How to cite this paper
Berjon, Robin. “Mending Fences and Saving Babies.” Presented at Symposium on HTML5 and XML, Washington, DC, August 4, 2014. In Proceedings of the Symposium on HTML5 and XML. Balisage Series on Markup Technologies, vol. 14 (2014). https://doi.org/10.4242/BalisageVol14.Berjon01.
Symposium on HTML5 and XML
August 4, 2014
Balisage Paper: Mending Fences and Saving Babies
Robin Berjon
Robin Berjon is a freelance consultant carrying out research, prototyping, and
standardisation in Web, mobile, and XML technologies. He has worked on both Web and
XML
standards for over a decade, and is currently trying to herd HTML5 to Recommendation
as
part of the W3C team. He lives in Paris, France, with his wife, two daughters, and
a
rather idiotic cat.
Copyright © 2014 Robin Berjon
Abstract
The harshest squabbles are fraternal, and as fraternal squabbles go, the one between
the
proponents of XML and HTML has been at times quite brutal. This kerfuffle has opened
large
rifts in what is largely a like-minded community. The differences between XML and
HTML are
genuine, especially when considering not just the markup but the full family of technologies
that have grown around them. But do they really justify animosity? Both XML and HTML
have
created strong solutions to varied problems often ignored by other angle bracketists.
Their
many commonalities mean that the XML and HTML communities need not throw away one
another’s
babies in a big slosh of bathwater. It is time for a candid conversation about flaws
and
limitations, and from there to mend fences.
In this paper we look at some mythical preconceptions that each community has about
the
other, go through a number of topics that show where there is value in “looking over
the
fence”, and reach what is hopefully a pragmatic conclusion as to what each community
needs
to do.
Table of Contents
- Introduction
- Myths of the Markup Community
- How JavaScript Is Saving the Document
- HTML in an XML pipeline
- Extending HTML: Web Components
- Conclusion
Introduction
One of the original hopes for XML and its family of technologies was that it would
be the
markup infrastructure for the Web. This goal was notably materialised in the suite
of XHTML
specifications, in SVG and MathML, as well as in the use cases considered for a number
of XML
technologies such as XSLT, XSL-FO, XLink, and many others.
This dream, however, has failed. XML is without a doubt a very successful set of technologies
and benefits from a healthy community and powerful tooling.
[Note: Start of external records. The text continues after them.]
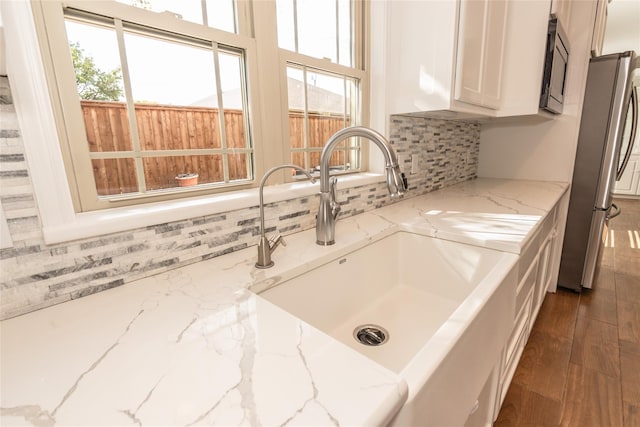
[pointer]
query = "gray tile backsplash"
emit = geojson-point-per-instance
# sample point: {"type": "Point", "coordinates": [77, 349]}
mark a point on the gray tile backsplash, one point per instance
{"type": "Point", "coordinates": [36, 275]}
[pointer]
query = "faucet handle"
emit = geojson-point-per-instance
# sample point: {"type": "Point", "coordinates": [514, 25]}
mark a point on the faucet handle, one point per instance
{"type": "Point", "coordinates": [335, 207]}
{"type": "Point", "coordinates": [275, 240]}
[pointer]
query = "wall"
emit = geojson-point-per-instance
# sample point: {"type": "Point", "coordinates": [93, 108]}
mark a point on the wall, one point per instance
{"type": "Point", "coordinates": [543, 147]}
{"type": "Point", "coordinates": [623, 27]}
{"type": "Point", "coordinates": [36, 275]}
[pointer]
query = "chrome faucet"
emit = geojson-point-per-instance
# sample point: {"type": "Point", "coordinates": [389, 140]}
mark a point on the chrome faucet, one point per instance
{"type": "Point", "coordinates": [329, 208]}
{"type": "Point", "coordinates": [267, 246]}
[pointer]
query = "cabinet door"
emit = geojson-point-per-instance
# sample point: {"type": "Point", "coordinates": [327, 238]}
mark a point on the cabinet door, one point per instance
{"type": "Point", "coordinates": [481, 39]}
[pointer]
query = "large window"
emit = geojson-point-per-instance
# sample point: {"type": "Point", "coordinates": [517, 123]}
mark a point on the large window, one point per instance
{"type": "Point", "coordinates": [324, 73]}
{"type": "Point", "coordinates": [154, 122]}
{"type": "Point", "coordinates": [160, 99]}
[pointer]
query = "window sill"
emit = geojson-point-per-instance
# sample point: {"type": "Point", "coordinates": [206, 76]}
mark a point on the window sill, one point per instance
{"type": "Point", "coordinates": [98, 223]}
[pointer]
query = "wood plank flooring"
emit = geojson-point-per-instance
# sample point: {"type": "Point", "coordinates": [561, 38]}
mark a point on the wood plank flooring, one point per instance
{"type": "Point", "coordinates": [581, 365]}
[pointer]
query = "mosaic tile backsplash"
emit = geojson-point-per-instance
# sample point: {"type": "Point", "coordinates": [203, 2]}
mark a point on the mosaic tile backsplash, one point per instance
{"type": "Point", "coordinates": [35, 275]}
It is nevertheless close
to absent
from Web content.
The failure of this dream, and the way it was brought about, has created a lot of
animosity in
the broader markup community. XML aficionados feel they have been cheated out of their
future
by HTML, browser vendors, and whoever is even remotely associated with today’s Web.
On the
other side, HTML people feel they had to fight XML bitterly in W3C and in their daily
jobs in
order for Web technology to have the properties they felt were needed for its success.
In the aftermath of this dispute, the two communities are largely estranged from one
another.
XML heads hold their noses at JavaScript and at HTML parsing; HTML people fashionably
disparage XML in much the same way that one makes fun of Java.
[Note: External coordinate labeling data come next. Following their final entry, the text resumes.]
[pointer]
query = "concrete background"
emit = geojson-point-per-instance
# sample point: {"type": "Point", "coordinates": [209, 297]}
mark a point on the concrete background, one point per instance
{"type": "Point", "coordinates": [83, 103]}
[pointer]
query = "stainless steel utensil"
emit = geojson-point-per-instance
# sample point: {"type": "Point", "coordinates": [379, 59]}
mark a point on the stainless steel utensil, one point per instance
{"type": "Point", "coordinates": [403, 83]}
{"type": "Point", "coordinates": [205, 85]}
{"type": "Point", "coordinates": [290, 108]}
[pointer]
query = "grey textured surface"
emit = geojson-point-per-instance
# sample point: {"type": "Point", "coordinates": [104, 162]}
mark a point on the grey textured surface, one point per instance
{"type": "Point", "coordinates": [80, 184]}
It is this paper’s position that this attitude is hurting both. While it seems unlikely
— and
not even desirable — that some form of grand merge of XML and HTML would take place,
there is
nevertheless value in opening up a bidirectional discussion between the two communities
so
that they may learn from one another’s tools and ideas, mending fences as it were
so that each
side stops throwing away babies with bathwater.
Myths of the Markup Community
Without getting into excessive details about myths, rumours, and hearsay it is useful
to take
a quick look at the myths that the XML and HTML communities entertain about one another.
If
nothing else, it tells us where each is coming from and can help avoid clichés as
well as map
out places of genuine contention.
To the HTML crowd, XML is essentially overly strict, full of overly complicated
solutions that are perceived to be either enterprise-like (invented to give Java a
reason to exist) or completely academic and impractical.
There is no doubt that technologies such as XML Schema, not to mention the whole SOAP
stack,
have a lot to do with this perception. But as we will see below, the famed Desperate
JavaScript Hacker (who in today’s world has come to replace the Desperate Perl Hacker)
does
not have a monopoly on useful technologies, and some tools that may be pitched in
a manner
reminiscent of enterprise-speak — likely because that is where they can be sold today
— can
have value in many other contexts.
Conversely, to XML people HTML is messy, hackish, cannot be parsed or processed
reliably, isn’t extensible, and is plagued with tools designed by and for amateurs,
chief amongst which stands JavaScript, often considered to be a toy language.
Again, there are genuine issues that brought about this perception. For the longest
time, HTML
was indeed impossible to parse properly, and it is only now acquiring extensibility.
The fact
that its tooling is accessible to beginners — a strength — entails that there are
many
beginners dabbling in it. But the sheer scale of the Web and its obvious ability to
deliver
complex, major, highly successful projects put together with the massive creativity
of its
communities of developers should give indication that it may not be entirely stupid
and
unreliable.
Covering all of the ways in which one community could inform the other would require
more
space than there is here. We can, however, look at a few examples in the hope that
it will
whet the readers’ curiosity.
How JavaScript Is Saving the Document
There are few communities in which JavaScript is more reviled than amongst document
lovers.
By its very dynamical and interactive nature, it is seen to single-handedly destroy
a
document’s meaning and any hope for the processing of data outside the visual, interactive
mediation of the browser.
In many a case, and for a large class of documents, that has indeed be the case. Since
any
HTML page may be a document just as well as an application, and since the difference
between
the two is blurry at best, one cannot in general process HTML in a meaningful manner
outside
of the browser.
This can be contrasted with what was a large part of the vision of XML on the Web.
The idea,
at least that of many, was that one could produce purely semantic content in the form
of an
XML document, and then attach to it some XSLT that would transform it for clients
that
required such transformations. This was seen as providing a separation of concerns
superior to
that afforded by HTML+CSS since one can easily introduce elements more meaningful
than, say,
div
. (How the actual semantics of a given arbitrary markup
language were supposed to be conveyed to users, tools, or the accessibility layer
was,
however, largely swept under the rug as a problem to be solved at a later date.)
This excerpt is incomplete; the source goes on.